Die Gastgebermannschaft strotzt nur so vor Selbstvertrauen, denn nach dem Gewinn des Supercups zu Saisonbeginn gegen den HSV Hamburg (24:23) gelang auch ein Traumstart in die Saison mit 10:0-Punkten. Die lange Zeit verletzten Spieler aus der vergangenen Saison, Daniel Narcisse und Kim Andersson, sind wieder im Vollbesitz ihrer Kräfte und bärenstark. Das haben die zuletzt erzielten Ergebnisse gezeigt. Besonders von Andersson geht viel Gefahr aus, er erzielte reihenweise sehenswerte Treffer. Für die TSV sind schon diese beiden Spieler schwer zu bewachen, sie werden heute nach Kiel fahren, um für die nächsten Begegnungen zu lernen, ihre Abwehr nochmals gegen die starken Angreifer zu testen und sich in der Offensive einzuspielen. Es gab erstmals in Kiel keine Neuverpflichtungen und mit Jerome Fernandez auch nur einen Abgang. Der Franzose wechselte zu Toulouse Handball.
Im Spiel am heutigen Mittwoch ab 20.15 Uhr sieht Coach Nordmeyer aber auch Chancen für seine Mannschaft, denn immerhin hat die TSV in der vergangenen Saison, Ende Mai, dem THW Paroli geboten und das Spiel in der AWD-Hall lange offen gehalten. Bei der 22:24-Niederlage war das Team nicht chancenlos. Um einen ähnlich starken Eindruck zu hinterlassen wie Ende Mai müssen aber viele Faktoren aufeinandertreffen. Die TSVer müssen 100-prozentig fit sein und in Offensive und Defensive dürfen keine Fehler passieren.
Das wird aufgrund der Personalsituation schon schwierig, obwohl Mario Clößner nach seiner Knie-OP bereits wieder einsatzbereit ist und auch Aivis Jurdsz wieder dabei ist.

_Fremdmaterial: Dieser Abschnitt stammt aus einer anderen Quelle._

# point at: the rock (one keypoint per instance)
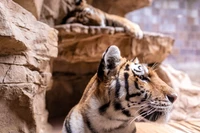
(80, 50)
(33, 6)
(89, 48)
(22, 109)
(20, 31)
(120, 7)
(27, 47)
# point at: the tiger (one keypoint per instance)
(121, 92)
(90, 16)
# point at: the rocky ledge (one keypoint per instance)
(80, 50)
(26, 49)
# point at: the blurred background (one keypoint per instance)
(181, 20)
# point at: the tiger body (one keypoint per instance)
(120, 93)
(88, 15)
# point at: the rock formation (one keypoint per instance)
(26, 49)
(80, 50)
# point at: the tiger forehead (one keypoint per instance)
(138, 69)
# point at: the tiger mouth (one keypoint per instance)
(152, 116)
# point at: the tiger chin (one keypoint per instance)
(88, 15)
(121, 92)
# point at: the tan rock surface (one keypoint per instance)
(21, 31)
(82, 43)
(33, 6)
(80, 50)
(26, 50)
(119, 7)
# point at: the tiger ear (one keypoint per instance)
(136, 60)
(110, 60)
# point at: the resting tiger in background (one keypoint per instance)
(121, 92)
(88, 15)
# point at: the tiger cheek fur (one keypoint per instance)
(120, 93)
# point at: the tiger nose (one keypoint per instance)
(172, 97)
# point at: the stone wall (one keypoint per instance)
(80, 50)
(181, 20)
(26, 49)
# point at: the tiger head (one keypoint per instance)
(133, 89)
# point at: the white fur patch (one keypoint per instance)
(139, 69)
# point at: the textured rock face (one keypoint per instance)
(33, 6)
(82, 43)
(53, 11)
(119, 7)
(26, 48)
(80, 50)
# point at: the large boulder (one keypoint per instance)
(26, 49)
(80, 50)
(119, 7)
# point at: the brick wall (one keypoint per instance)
(181, 20)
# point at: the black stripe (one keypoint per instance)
(117, 86)
(126, 112)
(117, 106)
(127, 68)
(126, 75)
(134, 130)
(136, 85)
(136, 70)
(135, 94)
(67, 125)
(104, 107)
(90, 126)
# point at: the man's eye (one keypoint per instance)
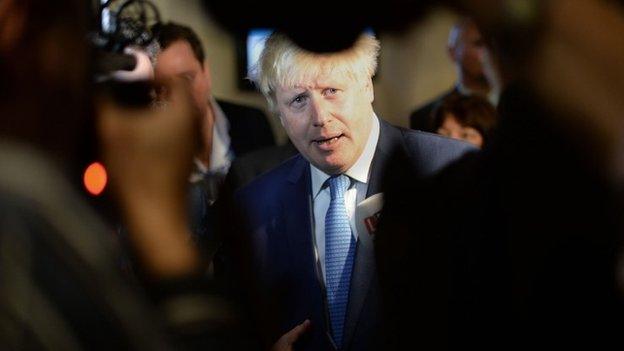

Er fehlte am Sonnabend bei der 29:32-Niederlage bei der HBW Balingen-Weilstetten. Gustav Rydergard kann nach seiner Sprunggelenkverletzung aus der Partie beim Bergischen HC noch nicht dabei sein. Das gilt weiterhin auch für Torwart Nikolas Katsigiannis, der aber wieder im Mannschaftstraining dabei ist.
Fehler werden vom THW Kiel aber gnadenlos mit schnellen Kontern bestraft und keine Fehler zu machen, ist wohl recht unwahrscheinlich und kaum menschlich. Es bleibt die Hoffnung auf eine schwächelnde Heimmannschaft, die die TSV vielleicht unterschätzt. Nach dem starken Auftritt in den letzten Begegnungen ist aber auch das eher unwahrscheinlich. Jeder Kieler Akteur wird den nur knappen Sieg in Hannover noch im Hinterkopf haben und sich vornehmen, das es so eng gegen den Underdog aus der Bundesliga nicht mehr werden soll. In Kiel treffen die Burgdorfer also auf ein eingespieltes Topteam, das für die Deutsche Meisterschaft als erster Anwärter gehandelt wird. Nur noch der amtierende Meister HSV Hamburg könnte dem THW wohl den Titel streitig machen.
Nach dem Spiel in Kiel folgt eine Pause von zehn Tagen. Am 7. Oktober im Heimspiel gegen TV Großwallstadt wollen Piotr Przybecki und seine Mitspieler dann wieder Punkte sammeln.